The institute’s founding director, Professor Xiuxiong Chen, chaired the inauguration of the Calabi Lecture. He explained that the lecture is so named because Calabi embodies what the institute aspires to be known for: original thinkers and erudite educators.
Calabi has made a number of contributions to mathematics. He is perhaps best known for his pioneering work in Kaehler Geometry; his Laplacian comparison theorem and maximum principle for continuous functions have become an indispensable tool in geometric analysis; his work on minimal and maximal surfaces, on harmonic isometric embeddings, on affine geometry have all been highly influential. He has published less than 50 research papers, but large proportion of them have been a major part of research literature in the last 70 years.
Professor Xiuxong Chen studied with Calabi as a Ph.D student.“Calabi has greatly influenced me as a mathematician and as a person.” He told the audience.
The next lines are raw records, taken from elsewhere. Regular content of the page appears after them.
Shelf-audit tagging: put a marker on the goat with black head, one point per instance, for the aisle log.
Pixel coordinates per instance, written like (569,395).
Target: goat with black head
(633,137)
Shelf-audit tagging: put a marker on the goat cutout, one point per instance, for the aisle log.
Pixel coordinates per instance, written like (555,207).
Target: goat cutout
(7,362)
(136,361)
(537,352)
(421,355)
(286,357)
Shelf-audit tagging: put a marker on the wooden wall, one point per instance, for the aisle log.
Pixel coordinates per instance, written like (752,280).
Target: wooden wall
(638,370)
Professor Chen then introduced Academician Nanhua Xi. Professor Xi has made fundamental and profound contributions to our understanding of algebraic groups and quantum groups. He is renowned for his work on Lusztig's conjecture, on Deligne-Langlands conjecture, on Hecke algebra, on finite dimensional representations of quantum groups, and a host of other influential works. Professor Xi received Shiing-Shen Chern Prize in 2005 and a National Natural Sciences Award in 2007. He was elected an academician of the Chinese Academy of Sciences in 2009.
“It is fitting that Profesor Xi inaugurates the Calabi Lecture, because he, like Calabi, is an original thinker and erudite educator, and he has been a patron of our institute.” Professor Chen remarked.
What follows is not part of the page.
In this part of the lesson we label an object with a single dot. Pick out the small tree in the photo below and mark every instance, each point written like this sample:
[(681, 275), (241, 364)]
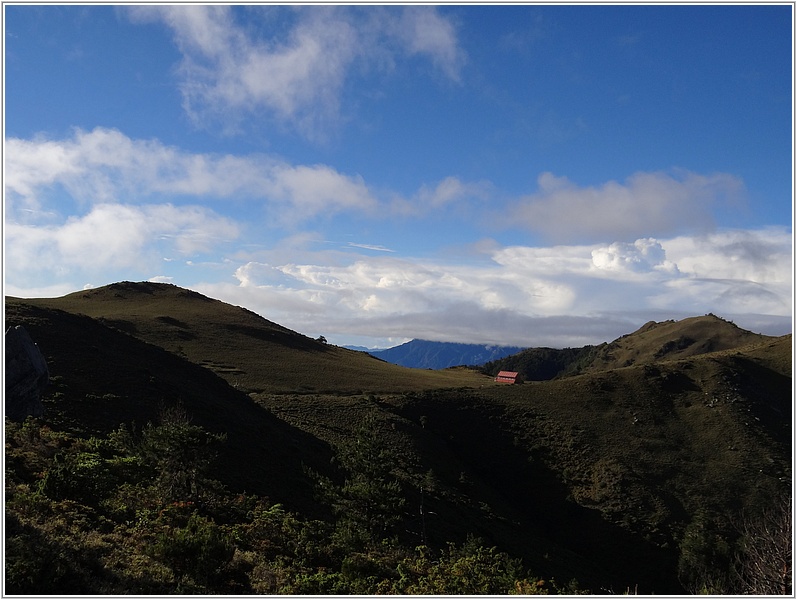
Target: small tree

Before he started his lecture, Professor Xi recalled an anecdote about Calabi and commented: “Calabi resides on a different plane than the rest of us”. Professor Xi’s lecture is titled “The based ring of affine Weyl group”. The affine Weyl group is a special class of Coxeter group. Its Hecke algebra is closely related to the representations of p-adic groups. The latter plays an important role in the Langlands program. The affine Weyl group and its Hecke algebra are also closely associated with geometric representation theory. In this talk, he focused on a conjecture of Lusztig about the based ring of an affine Weyl group. He discussed the cases for which the conjecture has been confirmed and those where counterexamples exist. The lecture ended with a question-and-answer session.
The lecture took place in hybrid form with fully online participation and offline attendance. It was well attended by scholars from IMS, Fudan, USTC, Tongji, CAS, and overseas institutions as well.